At the British Labour Party conference during the week, Stephen Pound, the party’s shadow minister of state for Northern Ireland, managed in an 80-second interview with Channel 4 to do more justice to the complexities of the Irish border problem than the Tory Brexiteers have managed in the last two years. He spoke of the Border’s bewildering length, the difficulties of securing it and the danger to the peace process from the cavalier way in which it is being dismissed as a complication. “We have to get it right,” he insisted, “and if we cannot get that right, we cannot get anything right.” He is not convinced the British negotiating team “are aware just how absolutely visceral, how utterly serious and how incredibly important this is”.
Three cheers for Pound, and the animation with which he enunciated every word. His interview came on the back of prime minister Theresa May’s defiant address after the Salzburg showdown and rejection of her Chequers proposals. In relation to the Northern Ireland and border dilemma May insisted she could not countenance anything “which effectively divides our country in two”.
It is yet another bogus clarion call and replete with historical irony given that Irish nationalist objections to Ireland being divided in two a century ago, when the plan for Irish partition was being devised, were overruled by the British government on the grounds that a special deal was required for Ulster. The British cabinet was informed in 1919 by the authors of the partition plan that Ulster unionists would not be “on the same footing as citizens of Great Britain” but “subject to a different regime”.
Party at war
And so it continued in various ways and remains to this day, despite the rhetoric of Brexiteers and the bleating of the DUP which, in propping up a Conservative party at war and representing a Northern Ireland that does not want to leave the European Union, while avoiding power-sharing in Northern Ireland, can hardly consider itself in a powerful position. As historian Tom Bartlett has sagely observed, “Solutions devised in London are devised with English objectives in view . . . where we do not go is to London for solutions to the Ulster question.”
Historically, such “solutions” were really nothing of the sort. As lord chancellor FE Smith saw it a century ago, the partition of Ireland was not about coming to terms with the full extent of the Irish problem but the “strengthening of our tactical position before the world”. It is a version of the same tactic that May is attempting now, and it too is doomed to failure.
This is why ignorant, unthinking slogans about a 'frictionless' border are causing such friction
It is also reckless given the extent to which the peace process took so much of the heat out of the border question.

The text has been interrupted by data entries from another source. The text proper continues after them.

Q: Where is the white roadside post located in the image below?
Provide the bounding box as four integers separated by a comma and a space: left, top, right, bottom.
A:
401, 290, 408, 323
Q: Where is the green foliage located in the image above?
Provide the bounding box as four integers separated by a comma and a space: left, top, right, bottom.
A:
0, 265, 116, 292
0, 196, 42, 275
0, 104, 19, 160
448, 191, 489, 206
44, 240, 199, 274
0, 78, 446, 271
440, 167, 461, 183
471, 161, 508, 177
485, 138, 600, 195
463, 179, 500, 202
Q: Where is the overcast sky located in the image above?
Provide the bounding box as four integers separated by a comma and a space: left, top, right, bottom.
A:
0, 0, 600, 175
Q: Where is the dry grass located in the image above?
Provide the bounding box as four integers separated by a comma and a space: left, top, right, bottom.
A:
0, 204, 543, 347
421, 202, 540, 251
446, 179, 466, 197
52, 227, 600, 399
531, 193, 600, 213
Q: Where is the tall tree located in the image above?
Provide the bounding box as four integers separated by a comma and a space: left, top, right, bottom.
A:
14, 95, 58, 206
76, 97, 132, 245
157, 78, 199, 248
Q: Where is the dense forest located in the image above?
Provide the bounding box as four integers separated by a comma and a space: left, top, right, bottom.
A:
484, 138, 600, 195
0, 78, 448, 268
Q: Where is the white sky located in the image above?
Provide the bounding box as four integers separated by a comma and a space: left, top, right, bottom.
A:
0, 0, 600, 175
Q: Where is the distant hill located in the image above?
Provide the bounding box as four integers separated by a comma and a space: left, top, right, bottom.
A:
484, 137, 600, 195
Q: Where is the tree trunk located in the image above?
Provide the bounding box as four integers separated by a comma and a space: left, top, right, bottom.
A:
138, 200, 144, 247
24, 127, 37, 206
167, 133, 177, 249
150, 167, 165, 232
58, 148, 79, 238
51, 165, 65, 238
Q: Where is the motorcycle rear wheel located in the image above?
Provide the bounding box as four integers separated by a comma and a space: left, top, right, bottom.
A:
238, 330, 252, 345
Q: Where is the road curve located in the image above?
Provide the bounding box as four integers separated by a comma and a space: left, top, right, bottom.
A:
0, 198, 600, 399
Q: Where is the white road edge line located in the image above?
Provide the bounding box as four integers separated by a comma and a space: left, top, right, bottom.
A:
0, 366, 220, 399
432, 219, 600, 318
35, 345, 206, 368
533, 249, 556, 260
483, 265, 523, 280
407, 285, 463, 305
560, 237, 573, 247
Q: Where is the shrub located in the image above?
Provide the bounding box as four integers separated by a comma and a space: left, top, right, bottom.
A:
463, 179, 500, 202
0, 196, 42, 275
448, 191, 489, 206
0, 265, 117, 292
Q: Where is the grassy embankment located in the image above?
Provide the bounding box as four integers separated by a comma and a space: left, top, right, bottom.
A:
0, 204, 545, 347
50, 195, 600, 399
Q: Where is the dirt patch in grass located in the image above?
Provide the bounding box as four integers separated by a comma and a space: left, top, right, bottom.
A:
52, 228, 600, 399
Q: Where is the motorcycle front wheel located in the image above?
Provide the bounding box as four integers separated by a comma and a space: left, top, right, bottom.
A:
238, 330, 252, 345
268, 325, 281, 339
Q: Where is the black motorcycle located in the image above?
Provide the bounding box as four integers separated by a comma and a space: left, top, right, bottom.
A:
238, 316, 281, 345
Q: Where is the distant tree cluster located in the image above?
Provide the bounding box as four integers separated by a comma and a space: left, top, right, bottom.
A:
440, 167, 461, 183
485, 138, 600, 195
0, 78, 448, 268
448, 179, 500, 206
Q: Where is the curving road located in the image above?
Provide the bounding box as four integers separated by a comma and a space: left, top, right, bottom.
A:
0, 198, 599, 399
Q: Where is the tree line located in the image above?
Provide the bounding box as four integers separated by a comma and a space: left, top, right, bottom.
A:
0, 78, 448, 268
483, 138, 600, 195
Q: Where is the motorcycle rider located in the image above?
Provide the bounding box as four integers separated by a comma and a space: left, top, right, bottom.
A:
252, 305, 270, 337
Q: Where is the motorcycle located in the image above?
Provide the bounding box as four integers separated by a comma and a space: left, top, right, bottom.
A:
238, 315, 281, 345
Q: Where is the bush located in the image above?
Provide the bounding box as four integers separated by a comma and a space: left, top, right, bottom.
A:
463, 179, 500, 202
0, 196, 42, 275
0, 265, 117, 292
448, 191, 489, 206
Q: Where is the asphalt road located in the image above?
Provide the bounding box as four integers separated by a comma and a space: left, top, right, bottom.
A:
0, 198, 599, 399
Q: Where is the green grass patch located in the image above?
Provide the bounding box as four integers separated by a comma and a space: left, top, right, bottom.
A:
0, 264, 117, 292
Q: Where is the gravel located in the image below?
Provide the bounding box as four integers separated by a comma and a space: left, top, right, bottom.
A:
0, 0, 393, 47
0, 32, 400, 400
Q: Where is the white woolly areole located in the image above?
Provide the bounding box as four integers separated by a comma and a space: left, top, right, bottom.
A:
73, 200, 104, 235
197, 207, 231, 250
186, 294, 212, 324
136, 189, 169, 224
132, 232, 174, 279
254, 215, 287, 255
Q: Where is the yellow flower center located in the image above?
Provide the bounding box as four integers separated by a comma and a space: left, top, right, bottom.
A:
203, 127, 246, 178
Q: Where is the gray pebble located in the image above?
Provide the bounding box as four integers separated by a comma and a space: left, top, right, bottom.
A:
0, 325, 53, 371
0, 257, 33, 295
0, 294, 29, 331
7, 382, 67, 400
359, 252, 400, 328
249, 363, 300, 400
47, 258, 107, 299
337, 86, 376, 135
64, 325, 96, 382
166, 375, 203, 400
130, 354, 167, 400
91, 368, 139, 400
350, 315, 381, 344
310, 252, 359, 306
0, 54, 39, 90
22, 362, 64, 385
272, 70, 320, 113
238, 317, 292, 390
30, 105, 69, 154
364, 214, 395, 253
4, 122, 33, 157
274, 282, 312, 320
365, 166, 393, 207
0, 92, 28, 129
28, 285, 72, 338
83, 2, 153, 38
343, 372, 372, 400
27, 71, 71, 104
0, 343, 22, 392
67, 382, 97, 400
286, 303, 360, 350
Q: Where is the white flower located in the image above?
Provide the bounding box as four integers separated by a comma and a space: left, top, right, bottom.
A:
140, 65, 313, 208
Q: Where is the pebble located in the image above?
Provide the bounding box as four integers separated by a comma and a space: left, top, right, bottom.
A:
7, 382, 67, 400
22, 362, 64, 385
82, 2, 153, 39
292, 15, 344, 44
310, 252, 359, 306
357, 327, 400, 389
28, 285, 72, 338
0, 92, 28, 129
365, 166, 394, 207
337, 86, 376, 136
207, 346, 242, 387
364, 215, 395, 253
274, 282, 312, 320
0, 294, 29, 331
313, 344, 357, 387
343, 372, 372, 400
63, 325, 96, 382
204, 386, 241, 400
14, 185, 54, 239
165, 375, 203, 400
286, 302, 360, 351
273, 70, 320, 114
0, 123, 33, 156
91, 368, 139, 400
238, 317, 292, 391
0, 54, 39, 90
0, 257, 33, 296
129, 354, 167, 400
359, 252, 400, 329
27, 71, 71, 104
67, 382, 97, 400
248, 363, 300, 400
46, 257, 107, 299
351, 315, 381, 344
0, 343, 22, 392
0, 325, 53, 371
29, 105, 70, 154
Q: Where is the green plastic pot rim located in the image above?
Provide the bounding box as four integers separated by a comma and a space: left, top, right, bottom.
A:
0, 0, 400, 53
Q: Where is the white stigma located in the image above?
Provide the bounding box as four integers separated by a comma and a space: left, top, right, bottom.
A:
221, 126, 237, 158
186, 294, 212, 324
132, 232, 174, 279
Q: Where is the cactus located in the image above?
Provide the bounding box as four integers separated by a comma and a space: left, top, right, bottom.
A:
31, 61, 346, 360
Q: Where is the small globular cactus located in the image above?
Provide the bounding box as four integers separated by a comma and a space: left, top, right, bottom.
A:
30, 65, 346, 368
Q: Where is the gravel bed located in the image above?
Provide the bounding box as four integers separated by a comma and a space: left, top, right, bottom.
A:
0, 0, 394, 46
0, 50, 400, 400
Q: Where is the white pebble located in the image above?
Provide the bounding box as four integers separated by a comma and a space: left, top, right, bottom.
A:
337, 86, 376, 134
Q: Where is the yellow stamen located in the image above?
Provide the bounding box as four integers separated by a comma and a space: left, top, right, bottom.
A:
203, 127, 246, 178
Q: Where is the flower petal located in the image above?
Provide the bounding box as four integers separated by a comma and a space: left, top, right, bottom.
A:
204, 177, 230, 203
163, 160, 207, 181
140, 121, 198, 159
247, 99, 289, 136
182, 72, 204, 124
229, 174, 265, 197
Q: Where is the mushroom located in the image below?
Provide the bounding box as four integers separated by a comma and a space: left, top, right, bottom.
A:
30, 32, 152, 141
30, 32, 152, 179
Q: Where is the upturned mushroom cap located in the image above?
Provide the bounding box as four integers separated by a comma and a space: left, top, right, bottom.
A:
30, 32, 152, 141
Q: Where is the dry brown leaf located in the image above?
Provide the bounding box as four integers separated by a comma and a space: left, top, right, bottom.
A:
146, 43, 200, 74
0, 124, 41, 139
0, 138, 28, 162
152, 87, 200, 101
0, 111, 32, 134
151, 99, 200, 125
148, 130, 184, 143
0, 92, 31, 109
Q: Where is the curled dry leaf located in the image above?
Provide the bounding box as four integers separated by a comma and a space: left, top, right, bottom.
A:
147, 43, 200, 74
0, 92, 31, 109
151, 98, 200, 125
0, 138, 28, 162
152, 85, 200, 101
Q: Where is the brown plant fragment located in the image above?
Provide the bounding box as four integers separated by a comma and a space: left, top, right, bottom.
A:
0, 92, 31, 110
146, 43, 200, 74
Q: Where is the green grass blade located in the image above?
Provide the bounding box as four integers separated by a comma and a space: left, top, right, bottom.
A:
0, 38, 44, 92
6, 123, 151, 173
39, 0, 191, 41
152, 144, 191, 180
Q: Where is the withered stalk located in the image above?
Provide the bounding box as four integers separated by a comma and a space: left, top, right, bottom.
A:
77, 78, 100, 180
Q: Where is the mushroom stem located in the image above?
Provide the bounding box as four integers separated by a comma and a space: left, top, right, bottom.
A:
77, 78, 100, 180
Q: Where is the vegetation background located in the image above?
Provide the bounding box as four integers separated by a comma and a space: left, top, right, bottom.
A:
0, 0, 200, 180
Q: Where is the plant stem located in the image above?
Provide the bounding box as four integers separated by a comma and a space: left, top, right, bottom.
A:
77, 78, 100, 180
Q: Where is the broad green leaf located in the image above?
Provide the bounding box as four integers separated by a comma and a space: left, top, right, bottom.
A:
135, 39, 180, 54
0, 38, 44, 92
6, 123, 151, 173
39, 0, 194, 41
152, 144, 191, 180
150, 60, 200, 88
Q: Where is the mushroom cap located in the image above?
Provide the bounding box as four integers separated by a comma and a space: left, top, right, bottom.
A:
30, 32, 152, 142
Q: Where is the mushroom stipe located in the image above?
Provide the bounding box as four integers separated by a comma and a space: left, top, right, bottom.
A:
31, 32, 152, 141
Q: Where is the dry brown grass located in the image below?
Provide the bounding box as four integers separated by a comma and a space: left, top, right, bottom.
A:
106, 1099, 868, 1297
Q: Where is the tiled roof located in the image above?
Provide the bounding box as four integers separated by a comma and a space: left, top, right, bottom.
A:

May has long been on record as insisting her party “will never be neutral in expressing support” for Northern Ireland to remain part of the UK, an unwise declaration given the peace process idea of the British government as an “honest broker” and her recent interventions compound that unhelpfulness.
Pound was also correct this week to highlight the laziness and disingenuousness of talk about aping other borders – between Norway and Sweden, for example – or a technology-based solution. As was apparent from the first Ordnance Survey of Northern Ireland in 1938 “it was blessed with one of the densest rural road networks, in terms of population, if not area, in western Europe. No less than 180 roads crossed the border and in some 35 to 40 instances they defined it, with the frontier lying in the middle and a crossing point every mile.”
Map ‘nightmare’
Earlier this year, the first officially agreed account of the extent of the Border, composed by the Republic’s Department of Transport and the Northern Ireland department for infrastructure, revealed that Ireland has 208 Border crossings and government technicians endured what was described as a “nightmare” trying to definitively map out all the roads, paths and dirt tracks that traverse the 500km of frontier. There was also still confusion about where the Border juts in and out of routes “or where roads are privately owned on one side and publicly maintained on the other”. The Border runs along the middle of 11 roads while it also meets in the middle of at least three bridges and dissects two ferry crossings. Significantly, “there are more crossings in Ireland than along the entire border between the European Union and the countries to its east, which has 137.”
But the border question, as highlighted in Darach MacDonald's recent book Hard Border: Walking Through a Century of Irish Partition, is not just a logistical problem with economic and political consequences; culture, disrupted lives, history and sociology also have to be considered; because of its intrusions it was always a "hard" border before the political and military situation improved greatly with the peace process. That is why ignorant, unthinking slogans about a "frictionless" border are causing such friction.